Let’s check the stats: Studies show when men reek of whiskey at 2am, their chances of snagging hot chick digits at the bar dwindle down to 3.2%. But what about when men enter the bar at 11pm while intentionally wearing the aromatic essence of whiskey? Well, we’re about to find out. Commodity has created a little catalog of offbeat scents, including yes, whiskey cologne. The startup is also touting something called “scent tailoring” which encourages customers to find the “scent profile” that fits their style. Let’s hope the “Old Naked Guy in Gym Locker Room” profile is never discovered.

Bacon Scented Soap: Just Don’t Eat Your Hands

I don’t recall being asked if I wanted my soap to smell like an Irish spring or a dove, but that’s the crap that’s been foisted on us for decades. But now there’s finally an alternative: bacon scented soap from Man Hands ($5.95). There are other varieties, including cash, cannabis, and baseball glove, but this, this 3 oz. bar of betterment will leave you clean and most importantly, your hands and face will reek of bacon. The women will never know what hit ’em.

Allsorts Liquor Scented Soap Bars

Introducing the Allsorts Liquor Scented Soap Bar. The only organic vegan soap that will have you smelling like you just came from the bar. Fragrances include whiskey sour, gin and tonic and spiced rum. Each bar will set you back $5 but that’s a small price to pay for the constant flood of women coming up to you and asking where the party is at*.

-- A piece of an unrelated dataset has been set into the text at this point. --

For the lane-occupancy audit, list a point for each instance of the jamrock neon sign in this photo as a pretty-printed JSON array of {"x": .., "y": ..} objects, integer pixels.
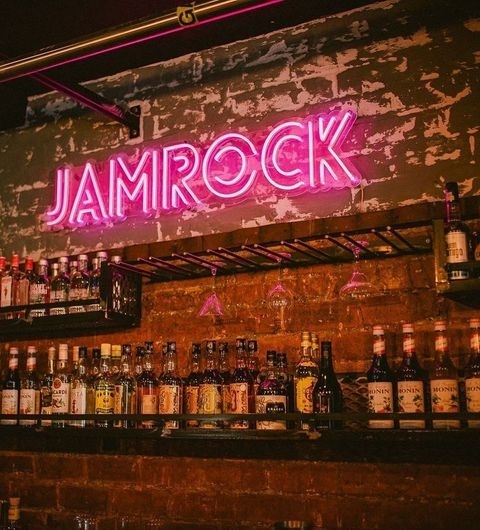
[{"x": 294, "y": 157}]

*Finger pointing to pants not included.

Unisex Bacon Cologne

The bacon cologne. A unisex fragrance for both men and women. But mostly for men. To attract other men. And women who really love bacon. Two versions are for sale. Both of which are said to feature only a hint of bacon. Whereas the Bacon Classic has a spicy maple scent, the Bacon Gold has a sizzling citrus aroma. All in all, these fragrances are sure to make the opposite sex go “nom nom nom.”